石井啓一国土交通相は10日、自動車の型式指定審査の不正行為を防止する新たな対応について、公表した。
石井氏が会見で述べたのは、今回問題となっている燃費審査のためにメーカーが国交省に提出する走行抵抗値の不正防止について。
メーカーが行う走行抵抗値のデータ測定時に国交省の検査機関である「自動車技術総合機構」が抜き打ちで立ち合いなどによるチェックを実施する。
法令に定められた測定方法を採用していないなど不正が発見された場合は、その内容を公表し、燃費審査だけでなく車両の型式申請を却下するなどの対応を行う。
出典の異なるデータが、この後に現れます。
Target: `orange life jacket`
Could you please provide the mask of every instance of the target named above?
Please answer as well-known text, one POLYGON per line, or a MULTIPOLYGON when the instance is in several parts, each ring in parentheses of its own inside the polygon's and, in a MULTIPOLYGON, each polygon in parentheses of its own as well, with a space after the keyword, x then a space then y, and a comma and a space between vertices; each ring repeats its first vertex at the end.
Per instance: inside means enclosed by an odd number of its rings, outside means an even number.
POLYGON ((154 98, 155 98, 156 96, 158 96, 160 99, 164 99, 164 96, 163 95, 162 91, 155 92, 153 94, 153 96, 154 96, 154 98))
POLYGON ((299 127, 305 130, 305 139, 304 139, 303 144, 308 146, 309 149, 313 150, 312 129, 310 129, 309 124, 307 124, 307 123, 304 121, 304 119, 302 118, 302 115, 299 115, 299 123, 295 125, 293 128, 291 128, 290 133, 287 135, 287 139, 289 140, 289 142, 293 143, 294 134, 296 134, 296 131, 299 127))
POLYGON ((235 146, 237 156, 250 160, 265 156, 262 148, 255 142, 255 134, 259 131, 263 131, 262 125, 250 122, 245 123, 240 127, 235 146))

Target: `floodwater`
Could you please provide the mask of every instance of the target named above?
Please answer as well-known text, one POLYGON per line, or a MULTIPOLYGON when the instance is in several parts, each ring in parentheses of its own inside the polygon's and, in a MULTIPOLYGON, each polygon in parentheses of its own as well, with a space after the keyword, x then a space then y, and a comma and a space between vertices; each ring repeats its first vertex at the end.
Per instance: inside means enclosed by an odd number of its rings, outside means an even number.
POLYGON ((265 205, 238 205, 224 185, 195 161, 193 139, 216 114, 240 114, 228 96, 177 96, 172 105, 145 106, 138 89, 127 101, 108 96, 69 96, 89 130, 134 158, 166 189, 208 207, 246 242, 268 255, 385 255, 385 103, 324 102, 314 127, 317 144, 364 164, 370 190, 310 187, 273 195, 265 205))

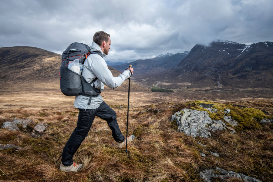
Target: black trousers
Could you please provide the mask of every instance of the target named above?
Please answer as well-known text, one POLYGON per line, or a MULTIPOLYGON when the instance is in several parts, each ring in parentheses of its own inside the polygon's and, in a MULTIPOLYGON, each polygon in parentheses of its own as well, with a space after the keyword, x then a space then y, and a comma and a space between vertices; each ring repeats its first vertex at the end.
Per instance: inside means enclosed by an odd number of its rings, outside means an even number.
POLYGON ((66 166, 73 164, 73 155, 82 142, 87 136, 96 116, 106 121, 112 131, 112 136, 116 142, 122 142, 125 140, 125 137, 121 134, 118 124, 116 112, 104 101, 97 109, 78 109, 79 112, 77 127, 62 150, 62 162, 66 166))

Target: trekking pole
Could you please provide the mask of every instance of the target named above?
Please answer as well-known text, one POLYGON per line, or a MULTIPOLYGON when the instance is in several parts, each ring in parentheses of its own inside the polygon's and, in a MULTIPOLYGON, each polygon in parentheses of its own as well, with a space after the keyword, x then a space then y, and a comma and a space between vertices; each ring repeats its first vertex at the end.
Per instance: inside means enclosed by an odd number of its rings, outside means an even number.
MULTIPOLYGON (((130 68, 132 67, 132 65, 129 65, 129 69, 130 70, 130 68)), ((132 76, 132 72, 131 70, 129 70, 130 72, 131 72, 131 76, 132 76)), ((129 89, 128 91, 128 106, 127 107, 127 128, 126 129, 126 149, 124 151, 127 154, 127 152, 129 151, 127 150, 127 137, 128 136, 128 121, 129 118, 129 99, 130 98, 130 82, 131 81, 131 76, 129 77, 129 89)))

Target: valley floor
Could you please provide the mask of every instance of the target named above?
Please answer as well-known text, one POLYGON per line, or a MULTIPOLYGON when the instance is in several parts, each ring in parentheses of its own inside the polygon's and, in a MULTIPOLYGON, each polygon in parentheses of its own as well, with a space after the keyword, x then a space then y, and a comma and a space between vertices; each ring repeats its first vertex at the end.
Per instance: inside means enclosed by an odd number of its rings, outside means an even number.
MULTIPOLYGON (((10 85, 0 88, 0 108, 57 108, 73 107, 74 97, 68 97, 61 92, 59 84, 49 83, 10 85)), ((106 88, 101 95, 108 105, 126 105, 127 90, 106 88)), ((253 99, 273 100, 273 89, 256 88, 238 90, 209 90, 198 89, 177 89, 174 93, 131 91, 130 105, 139 106, 167 102, 185 102, 210 100, 221 103, 253 99)))
MULTIPOLYGON (((234 128, 234 134, 222 130, 212 133, 209 138, 194 138, 177 132, 176 123, 171 122, 172 116, 183 109, 200 109, 199 103, 194 101, 197 100, 234 102, 272 116, 273 93, 268 90, 132 92, 128 133, 134 134, 136 139, 129 146, 129 155, 117 147, 107 123, 96 117, 73 158, 74 162, 85 167, 80 172, 67 173, 59 170, 59 161, 56 166, 55 163, 76 126, 78 110, 73 106, 74 97, 62 95, 58 85, 38 85, 30 83, 0 89, 0 125, 16 118, 35 119, 36 122, 48 126, 41 133, 35 132, 30 125, 19 131, 0 129, 0 144, 22 148, 0 150, 0 180, 201 182, 204 180, 201 172, 217 167, 273 182, 273 123, 254 121, 255 124, 234 128), (247 101, 250 100, 254 100, 247 101), (213 156, 211 151, 220 157, 213 156)), ((101 95, 116 112, 119 125, 125 135, 128 93, 123 91, 106 88, 101 95)), ((225 104, 222 106, 231 105, 225 104)), ((217 114, 215 115, 218 117, 217 114)), ((215 178, 212 181, 240 181, 215 178)))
さらに、不正を起こしたメーカーには、その後の審査を厳格化する。
石井氏は「今後の型式指定申請について、可能なものから速やかに実施する」とし、「三菱自動車もスズキも厳格化する」と、話した。ただ、2社がすでに型式を取得して現在販売されている車両については「不正の全容が判明した時点で判断する」とした。
メーカーが国に型式を申請し、それを取得すると、同じ型式の車両は、1台ごとに車両検査を省略して販売することができる。大量生産に不可欠の制度で、新たな対応を行うことが不正行為の大きな抑止力になると期待されている。
新たな防止策は、同日午後に開催される「自動車の型式指定審査におけるメーカーの不正行為を防止するためのタスクフォース」で、その概要が示される予定だ。